Ignition not killing power to Scout II

Jersey101

New member
I have a 79 Scout II, and when I turn off the ignition, it kills the engine as it should, but does not kill power to the vehicles electronic systems.

It's a 79 Scout with a 345 v8 and a 4spd manual transmission. Everything is pretty much stock with the exception of dual battery set up with winch, bright lights kit, an additional painless 7 circuit fuseblock added to the factory electrical system that has fog lights and an extra outlet run off it.

As it is right now, I have to disconnect the battery so the battery doesn't drain as power is being fed to all the electrical systems in the vehicle even when the ignition switch is off. The locking cylinder seems to be activating the ignition switch as it should. I verified this by removing the ignition switch from the lower steering column and manually adjusting the switch through the acc, on, and start positions. I initially thought it was a faulty ignition switch and replaced it. However this did not correct the problem. Everything on the vehicle works fine except for the power not being turned off when the ignition switch is off.
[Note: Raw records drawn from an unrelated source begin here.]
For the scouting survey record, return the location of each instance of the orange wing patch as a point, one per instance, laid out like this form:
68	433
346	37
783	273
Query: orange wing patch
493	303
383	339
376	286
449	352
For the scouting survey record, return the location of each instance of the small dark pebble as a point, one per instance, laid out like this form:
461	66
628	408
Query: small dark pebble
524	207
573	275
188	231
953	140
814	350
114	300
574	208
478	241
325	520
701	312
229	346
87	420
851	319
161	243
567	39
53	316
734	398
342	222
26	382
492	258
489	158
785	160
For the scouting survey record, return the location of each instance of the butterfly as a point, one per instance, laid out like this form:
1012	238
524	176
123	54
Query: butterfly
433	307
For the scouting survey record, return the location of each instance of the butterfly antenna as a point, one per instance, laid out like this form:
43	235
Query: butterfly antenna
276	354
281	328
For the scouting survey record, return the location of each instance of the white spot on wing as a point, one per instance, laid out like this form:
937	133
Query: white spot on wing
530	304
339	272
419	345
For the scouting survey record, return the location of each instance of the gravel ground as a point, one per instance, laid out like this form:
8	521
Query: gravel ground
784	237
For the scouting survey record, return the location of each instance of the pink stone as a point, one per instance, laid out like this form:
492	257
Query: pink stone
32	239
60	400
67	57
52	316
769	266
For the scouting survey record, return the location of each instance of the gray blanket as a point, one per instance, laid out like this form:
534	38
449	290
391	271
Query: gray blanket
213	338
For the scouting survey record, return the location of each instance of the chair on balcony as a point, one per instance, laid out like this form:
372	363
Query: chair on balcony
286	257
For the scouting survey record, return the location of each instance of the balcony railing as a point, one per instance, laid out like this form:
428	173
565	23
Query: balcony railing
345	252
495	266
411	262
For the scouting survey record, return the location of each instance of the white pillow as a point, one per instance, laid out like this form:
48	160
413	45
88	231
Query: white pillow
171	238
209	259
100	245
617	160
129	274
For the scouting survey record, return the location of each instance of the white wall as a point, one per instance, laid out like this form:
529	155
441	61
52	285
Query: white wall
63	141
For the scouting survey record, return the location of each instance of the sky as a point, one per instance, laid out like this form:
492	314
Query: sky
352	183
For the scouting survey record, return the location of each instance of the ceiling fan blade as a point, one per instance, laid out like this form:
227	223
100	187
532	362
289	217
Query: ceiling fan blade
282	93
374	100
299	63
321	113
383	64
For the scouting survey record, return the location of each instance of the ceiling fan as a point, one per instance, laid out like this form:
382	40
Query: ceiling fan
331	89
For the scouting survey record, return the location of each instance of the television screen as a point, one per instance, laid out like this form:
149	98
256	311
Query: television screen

This problem started occurring a couple days after I replaced the dash and the stock gauges. I've gone through the service manual to verify everything is wired as it should be. One more thing when I reconnect the battery while the ignition switch is in the off position, no power is being fed to the vehicle. It isn't until I turn the ignition switch to the on position and then back to the off position that problem persists. I'm at my wits end and figured it's about time I ask the experts. It's probably something dumb that I'm missing, but I'd appreciate any input that you guys can give.
Chris
 
Hi chris. The ignition switch in off position is not intended to cut power to every circuit in the vehicle. It is only a control for switched power circuits. There are several always hot circuits on the factory fuse panel regardless of whether the key switch is on or off. The main power feed from the battery enters the cabin via a bulkhead connector where it connects to one side of the amp gauge. A wire connected to the other terminal of the gauge exits the cabin and runs out to the alternator. So both terminals of the gauge are always hot provided the battery cables are connected. I don't know how much help this knowledge is to you, but my guess is you have a short to ground or parasitic drain occurring. I would try to isolate the circuit it is on by removing one fuse at a time until you get a yahtzee. Good luck.
 
Your the man! Found where the short was. Finally going to be able to drive this thing around in the little bit of nice weather we have up in buffalo. Thanks again.
 
Sooooo what was it?

Another tool that can be used is a multi meter. Most have a current setting that can measure up to 10 amps. You turn everything off and connect the meter is series with the positive lead and check to see if you have a leak. Then you can start pulling fuses to find the circuit, then check each device.

I kid you knot, on my 76 it took 2 sizes of fuses, some were a tad bit shorter in length then the rest. But you could still push the longer ones in place. The issue was the fuse holder ears would bend out and touch the fuse next to it. This created as issue where switched powered items were on when they should have been off.